To begin with, the technology is not only life-changing, but it’s a marked improvement from what’s already on the market. In simple terms, Lymphoseek is an injectable agent used in external lymph-node imaging and intra-operative lymphatic mapping, or ILM, procedures to help physicians determine which lymph nodes are infected with cancer and which aren’t. Based on numerous comparative trials, Pharmalucence’s sulfur colloid injection produced considerably more false-negative responses than Lymphoseek, and is tainted by longer waiting times and site injection pain, as well as more significant adverse events like hypersensitivity and anaphylaxis. Lymphoseek offers uniform preparation and minimal false-negative responses, and it dramatically improved the adverse event profile.

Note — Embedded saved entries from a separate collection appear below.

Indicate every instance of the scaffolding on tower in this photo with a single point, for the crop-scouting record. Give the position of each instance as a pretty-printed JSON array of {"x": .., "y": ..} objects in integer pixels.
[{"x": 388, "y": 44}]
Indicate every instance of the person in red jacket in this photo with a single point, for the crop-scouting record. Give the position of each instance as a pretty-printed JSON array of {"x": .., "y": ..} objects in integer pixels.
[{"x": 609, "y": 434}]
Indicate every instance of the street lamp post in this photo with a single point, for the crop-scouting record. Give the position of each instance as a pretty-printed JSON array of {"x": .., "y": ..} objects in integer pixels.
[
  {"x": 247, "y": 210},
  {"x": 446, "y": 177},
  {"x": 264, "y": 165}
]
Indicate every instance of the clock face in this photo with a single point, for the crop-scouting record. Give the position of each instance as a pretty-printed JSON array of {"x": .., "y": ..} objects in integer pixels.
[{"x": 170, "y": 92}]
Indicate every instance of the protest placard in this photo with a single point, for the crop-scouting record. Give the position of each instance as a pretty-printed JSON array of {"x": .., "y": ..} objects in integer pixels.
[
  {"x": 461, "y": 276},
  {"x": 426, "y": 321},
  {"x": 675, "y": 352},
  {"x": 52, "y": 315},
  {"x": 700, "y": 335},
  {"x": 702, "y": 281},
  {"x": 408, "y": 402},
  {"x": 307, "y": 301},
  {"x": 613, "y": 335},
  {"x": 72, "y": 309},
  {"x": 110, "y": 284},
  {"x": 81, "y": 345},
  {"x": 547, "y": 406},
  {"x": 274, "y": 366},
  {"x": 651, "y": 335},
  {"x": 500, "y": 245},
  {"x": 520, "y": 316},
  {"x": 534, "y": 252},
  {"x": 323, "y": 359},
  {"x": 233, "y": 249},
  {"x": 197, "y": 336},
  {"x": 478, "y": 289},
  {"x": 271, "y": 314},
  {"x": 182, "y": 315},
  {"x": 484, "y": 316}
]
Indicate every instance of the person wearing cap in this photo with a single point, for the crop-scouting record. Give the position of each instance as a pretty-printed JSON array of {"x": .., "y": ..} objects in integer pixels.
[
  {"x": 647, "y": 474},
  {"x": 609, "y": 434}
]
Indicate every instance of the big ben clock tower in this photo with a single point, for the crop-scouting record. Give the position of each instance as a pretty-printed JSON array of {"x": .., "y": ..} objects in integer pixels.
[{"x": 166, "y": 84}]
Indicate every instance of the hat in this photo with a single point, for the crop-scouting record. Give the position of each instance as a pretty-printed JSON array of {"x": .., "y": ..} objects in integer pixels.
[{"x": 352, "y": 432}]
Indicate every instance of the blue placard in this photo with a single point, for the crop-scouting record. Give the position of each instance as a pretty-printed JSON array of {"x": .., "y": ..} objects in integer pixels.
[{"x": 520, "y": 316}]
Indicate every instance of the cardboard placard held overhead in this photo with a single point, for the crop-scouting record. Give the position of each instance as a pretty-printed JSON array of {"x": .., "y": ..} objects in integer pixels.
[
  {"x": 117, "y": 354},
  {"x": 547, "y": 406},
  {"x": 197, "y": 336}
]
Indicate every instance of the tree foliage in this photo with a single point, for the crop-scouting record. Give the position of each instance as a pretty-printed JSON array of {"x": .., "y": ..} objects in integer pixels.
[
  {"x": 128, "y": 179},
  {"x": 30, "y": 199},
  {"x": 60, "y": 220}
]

Another important aspect you have to consider is the nature of the CRL — which was based on manufacturing, not efficacy or safety. Manufacturing snags are actually quite common these days, and rarely do they preclude a drug or diagnostic from eventual approval. MAP Pharmaceuticals Inc. (NASDAQ:MAPP)‘ inhaled migraine medication Levadex and Alexza Pharmaceuticals, Inc. (NASDAQ:ALXA)‘ inhaled antipsycholtic drug Adasuve were both rejected because of manufacturing deficiencies. For MAP, its CRL was based on manufacturing process controls like product specifications and justification of process controls; however, its PDUFA date is rapidly approaching. In Alexza’s case, it was manufacturing deficiencies in its Mountain View, Calif., facility that pushed back Adasuve’s FDA approval from what would have been May 2012 all the way to late December.
The approval process may not appear smooth, but I’d project that an approval is coming at some point within the next year for Lymphoseek. Remember, as well, that Navidea has also submitted a Marketing Authorization Application with the European Medicines Agency.
Navidea’s commercial partnerships with Cardinal Health, Inc. (NYSE:CAH) can’t be overlooked, either. Cardinal Health will ultimately be in charge of Lymphoseek’s pricing — probably a smart move on Navidea’s part — and has the pharmacies and manufacturing capabilities to begin commercial production within weeks of a U.S. approval.